Tiendo a pensar, con Aristóteles, que lo significativo no es el nombre, sino la proposición (oración, predicación) y que la verdad no es una propiedad del lenguaje sino de una relación posible entre pensar, decir y ser. A fin de cuentas, ni siquiera el nombre hizo jamás a la persona, sino la persona al nombre. En cualquier caso, el Lógos parece parte de ese complejo tetraedro que participa de lo psicológico, de lo lógico, de lo gramatical y de lo real, como una pirámide en que se cruzan los sentimientos (corazón), las razones (inteligencia) y nuestras existencias, como un prisma que descifra el misterio de la luz en la gama de un arco iris.

Notas

[1] Y en La Gaya Ciencia (V, 354) asevera: “El lenguaje es el único puente de unión entre seres eternamente separados”.

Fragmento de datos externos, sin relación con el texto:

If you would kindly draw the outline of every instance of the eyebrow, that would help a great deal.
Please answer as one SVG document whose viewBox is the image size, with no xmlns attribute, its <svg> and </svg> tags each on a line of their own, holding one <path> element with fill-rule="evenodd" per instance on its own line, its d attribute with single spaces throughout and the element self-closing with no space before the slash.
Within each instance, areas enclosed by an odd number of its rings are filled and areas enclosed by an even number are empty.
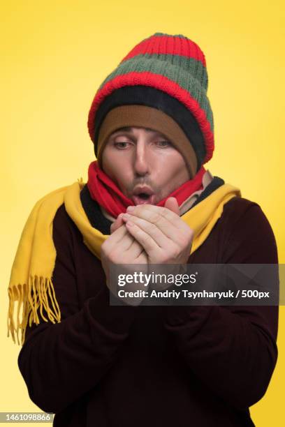
<svg viewBox="0 0 285 427">
<path fill-rule="evenodd" d="M 154 129 L 150 129 L 149 128 L 144 128 L 144 129 L 145 130 L 147 130 L 147 132 L 154 132 L 156 134 L 161 135 L 161 136 L 164 137 L 163 134 L 161 133 L 161 132 L 159 132 L 158 130 L 154 130 Z M 119 129 L 117 129 L 115 132 L 113 132 L 111 134 L 110 136 L 115 135 L 116 133 L 119 133 L 120 132 L 129 132 L 130 133 L 133 133 L 133 129 L 131 126 L 124 126 L 123 128 L 119 128 Z"/>
</svg>

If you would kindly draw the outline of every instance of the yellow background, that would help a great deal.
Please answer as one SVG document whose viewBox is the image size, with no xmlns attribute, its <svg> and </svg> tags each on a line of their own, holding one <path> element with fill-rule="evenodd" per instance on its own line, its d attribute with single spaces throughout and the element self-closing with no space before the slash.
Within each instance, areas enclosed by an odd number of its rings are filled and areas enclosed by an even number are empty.
<svg viewBox="0 0 285 427">
<path fill-rule="evenodd" d="M 0 412 L 40 410 L 18 370 L 20 347 L 6 336 L 6 290 L 24 224 L 43 195 L 86 180 L 94 159 L 87 119 L 95 91 L 130 49 L 154 32 L 184 34 L 205 52 L 216 142 L 207 166 L 261 206 L 285 262 L 283 4 L 2 2 Z M 265 397 L 251 408 L 258 426 L 284 425 L 284 326 L 282 307 L 277 366 Z"/>
</svg>

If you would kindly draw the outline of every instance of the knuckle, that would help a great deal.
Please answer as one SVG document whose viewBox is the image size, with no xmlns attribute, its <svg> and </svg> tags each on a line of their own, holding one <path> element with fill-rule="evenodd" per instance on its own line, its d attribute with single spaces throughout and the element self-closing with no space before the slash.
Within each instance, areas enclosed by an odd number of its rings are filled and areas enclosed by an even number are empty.
<svg viewBox="0 0 285 427">
<path fill-rule="evenodd" d="M 151 217 L 151 221 L 152 224 L 156 224 L 157 223 L 159 223 L 161 218 L 161 216 L 159 215 L 159 214 L 153 214 Z"/>
</svg>

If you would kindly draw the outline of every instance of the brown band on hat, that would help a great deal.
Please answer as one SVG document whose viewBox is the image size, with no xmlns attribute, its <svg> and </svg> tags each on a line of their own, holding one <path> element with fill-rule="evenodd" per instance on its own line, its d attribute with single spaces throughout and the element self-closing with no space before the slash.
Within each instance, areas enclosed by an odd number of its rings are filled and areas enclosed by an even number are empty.
<svg viewBox="0 0 285 427">
<path fill-rule="evenodd" d="M 164 135 L 183 156 L 193 178 L 197 172 L 197 159 L 193 147 L 180 126 L 170 116 L 146 105 L 121 105 L 110 110 L 98 137 L 98 162 L 101 165 L 103 149 L 109 137 L 120 128 L 149 128 Z"/>
</svg>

[2] El problema del Crátilo es el de la exactitud o rectitud de las palabras o nombres. En el diálogo se enfrenta la postura analogista de Crátilo y la anomalista o convencionalista de Hermógenes, a propósito de la relación entre palabras, ideas y cosas, y el papel del lenguaje en el conocimiento.
[3] Préstamo (s. XVIII) del latín algidus, derivado de algere ‘tener frío’.

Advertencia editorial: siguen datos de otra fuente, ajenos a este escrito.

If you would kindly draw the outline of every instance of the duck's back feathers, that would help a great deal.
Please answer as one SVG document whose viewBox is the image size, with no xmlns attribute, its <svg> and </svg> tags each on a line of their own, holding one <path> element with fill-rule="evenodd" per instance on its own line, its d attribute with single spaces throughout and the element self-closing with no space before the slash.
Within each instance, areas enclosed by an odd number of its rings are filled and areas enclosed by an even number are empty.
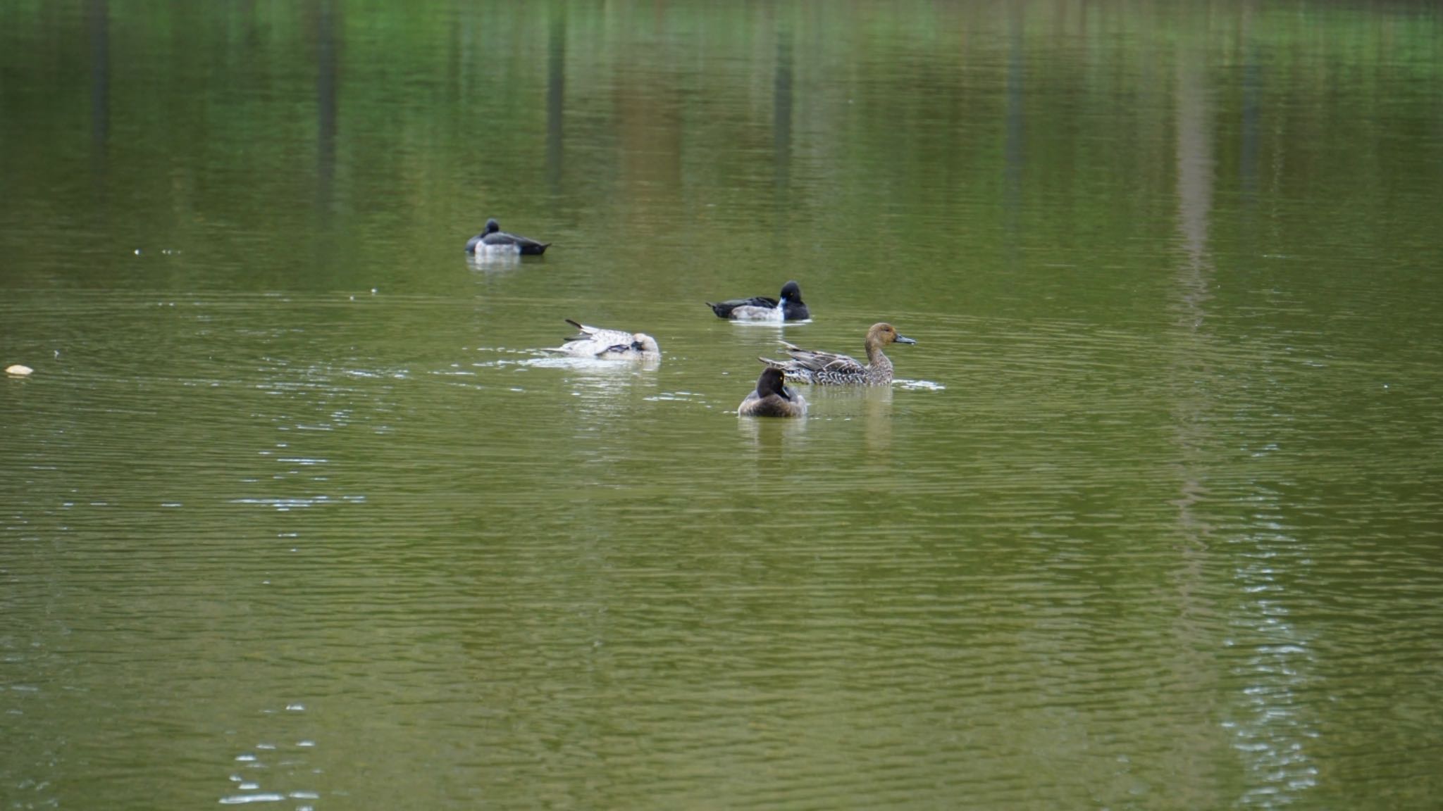
<svg viewBox="0 0 1443 811">
<path fill-rule="evenodd" d="M 716 303 L 707 302 L 707 306 L 711 307 L 711 312 L 716 313 L 717 317 L 730 319 L 736 317 L 732 313 L 736 312 L 737 307 L 765 307 L 769 310 L 775 310 L 776 299 L 768 299 L 766 296 L 752 296 L 750 299 L 727 299 L 726 302 L 716 302 Z"/>
</svg>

[4] Cfr. Patricio Peñalver Gómez. Márgenes de Platón, V. Universidad de Murcia, 1986.
[5] Emilio Lledó. La memoria del logos, II, IV, Taurus 1984
[6] Epistola ad pisones, traducción propia.
[7] M. Z., Claros del bosque, V, VII
[8] Apuleyo, Flórida I.
[9] Emilio Lledó. Elogio de la infelicidad, VI, ed. Cuatro, 2005.
[10] Para el danés Hjelmslev, inventor de la “glosemática”, la lengua es la convención suprema, la clave de las ciencias, el amorphous thought. Lo que regula la lengua regula el pensamiento. Para ciertos piagetianos, al revés, es el pensamiento el que dicta su ley al lenguaje y lo que regula el pensamiento es la actividad del sujeto y su experiencia. Cfr. M. Moscato y J. Wittwer. Psicología del lenguaje, edaf, Madrid, 1990.
[11] Cita de Wittgenstein en el Diccionario de Grandes Filósofos II, de J. Ferrater Mora, Alianza 1986.